4

I'd like to sort a list and observe/visualize how Python's sorting algorithm Timsort is moving the elements around.

First attempt: A subclass of list which prints itself after each change:

class List(list):
    def __setitem__(self, index, value):
        list.__setitem__(self, index, value)
        print(self)

That works when I change elements myself, but during sort ... nothing:

>>> a = List([None] * 2)
>>> a[0] = 'S'
['S', None]
>>> a[1] = 'P'
['S', 'P']
>>> a.sort()
>>>

Second attempt: Print the list (in global variable a) at each comparison of elements:

class Str(str):
    def __lt__(self, other):
        print(a)
        return other > self

That does something, but the list is always... empty?

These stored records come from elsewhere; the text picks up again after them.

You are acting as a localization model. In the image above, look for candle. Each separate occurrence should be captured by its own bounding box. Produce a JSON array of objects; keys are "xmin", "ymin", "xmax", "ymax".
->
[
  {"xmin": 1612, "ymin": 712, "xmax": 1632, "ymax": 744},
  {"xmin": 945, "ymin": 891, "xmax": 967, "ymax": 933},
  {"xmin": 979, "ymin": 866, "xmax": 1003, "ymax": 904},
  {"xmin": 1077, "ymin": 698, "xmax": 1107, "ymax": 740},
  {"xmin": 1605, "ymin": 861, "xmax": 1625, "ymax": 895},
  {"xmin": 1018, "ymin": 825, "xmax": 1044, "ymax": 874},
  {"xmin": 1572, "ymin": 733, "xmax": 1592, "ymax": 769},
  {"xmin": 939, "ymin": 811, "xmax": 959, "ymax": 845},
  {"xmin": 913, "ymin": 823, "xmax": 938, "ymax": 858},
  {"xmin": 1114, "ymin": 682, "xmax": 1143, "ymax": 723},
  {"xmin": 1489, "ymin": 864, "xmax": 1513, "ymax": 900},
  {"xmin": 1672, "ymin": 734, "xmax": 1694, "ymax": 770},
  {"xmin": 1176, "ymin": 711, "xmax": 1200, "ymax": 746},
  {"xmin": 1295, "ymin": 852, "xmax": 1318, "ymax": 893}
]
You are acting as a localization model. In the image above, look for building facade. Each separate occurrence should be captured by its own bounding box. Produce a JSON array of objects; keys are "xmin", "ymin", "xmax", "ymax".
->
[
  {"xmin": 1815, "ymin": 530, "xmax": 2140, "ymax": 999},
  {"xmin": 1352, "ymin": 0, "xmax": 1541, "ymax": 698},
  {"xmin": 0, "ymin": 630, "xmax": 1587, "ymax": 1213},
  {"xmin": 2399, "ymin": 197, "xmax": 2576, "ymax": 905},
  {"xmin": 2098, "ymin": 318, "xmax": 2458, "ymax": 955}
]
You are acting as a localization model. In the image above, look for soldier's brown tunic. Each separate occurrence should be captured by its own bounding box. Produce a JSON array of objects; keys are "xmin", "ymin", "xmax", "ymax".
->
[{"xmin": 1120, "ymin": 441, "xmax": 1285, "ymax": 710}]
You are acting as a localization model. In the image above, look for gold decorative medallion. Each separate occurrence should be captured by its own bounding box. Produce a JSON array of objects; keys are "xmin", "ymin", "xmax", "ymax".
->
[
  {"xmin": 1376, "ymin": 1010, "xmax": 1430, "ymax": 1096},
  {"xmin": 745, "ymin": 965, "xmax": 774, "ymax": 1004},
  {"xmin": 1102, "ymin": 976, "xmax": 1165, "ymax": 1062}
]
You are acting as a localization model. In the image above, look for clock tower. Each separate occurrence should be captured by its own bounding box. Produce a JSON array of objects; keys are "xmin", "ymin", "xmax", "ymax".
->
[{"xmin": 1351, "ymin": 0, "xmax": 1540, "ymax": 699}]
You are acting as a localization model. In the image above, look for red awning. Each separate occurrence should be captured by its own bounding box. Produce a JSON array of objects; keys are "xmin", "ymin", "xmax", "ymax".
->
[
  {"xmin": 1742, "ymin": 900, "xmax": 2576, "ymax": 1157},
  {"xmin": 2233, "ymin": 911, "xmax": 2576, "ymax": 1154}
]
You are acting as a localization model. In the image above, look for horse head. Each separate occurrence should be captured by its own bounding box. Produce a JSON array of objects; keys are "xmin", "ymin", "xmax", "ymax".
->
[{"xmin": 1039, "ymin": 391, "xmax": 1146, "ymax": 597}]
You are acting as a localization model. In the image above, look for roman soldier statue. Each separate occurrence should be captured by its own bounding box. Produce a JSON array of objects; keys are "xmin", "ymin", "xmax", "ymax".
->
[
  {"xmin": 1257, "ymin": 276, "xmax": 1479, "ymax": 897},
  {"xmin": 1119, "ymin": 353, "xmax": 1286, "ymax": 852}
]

>>> a = list(map(Str, 'test'))
>>> a.sort()
[]
[]
[]
[]
[]
[]
>>>

Why do these attempts fail, and is there a way to observe what Timsort is doing?

4

2 回答 2

10

Yes, it can be observed. I did, here's a visualization:

Timsort visualization

And another one with more elements:

Timsort visualization

Why do your attempts fail?

  • The list subclass fails because sort works "inside" the list at C code level, not going through the public Python __setitem__ interface.
  • The comparison attempt fails because the list is indeed made empty during the sort, as the source code explains:
     /* The list is temporarily made empty, so that mutations performed
     * by comparison functions can't affect the slice of memory we're
     * sorting (allowing mutations during sorting is a core-dump
     * factory, since ob_item may change).
    

But then how can we observe the list during the sorting, if it's empty? Easy: We don't. Not during the sorting. But after partial sortings.

Timsort is:

  • Deterministic, so sorting a certain input always results in the same steps.
  • Nice enough to not destroy the list if an exception occurs. Instead it just "stops where it is" and leaves the list in a not fully sorted state. As the code says:
    /* [...]  Even in case of error, the
     * list will be some permutation of its input state (nothing is lost or
     * duplicated).
    

So the idea is:

  • Sort, and raise an exception at the first comparison so that Timsort stops there. Catch the exception and print the partially sorted list.
  • Sort again, from the same initial state, and raise an exception at the second comparison so that Timsort stops there. Catch the exception and print the partially sorted list.
  • Again, but with an exception at the third comparison.
  • And so on, allowing more and more comparisons, until the list is fully sorted.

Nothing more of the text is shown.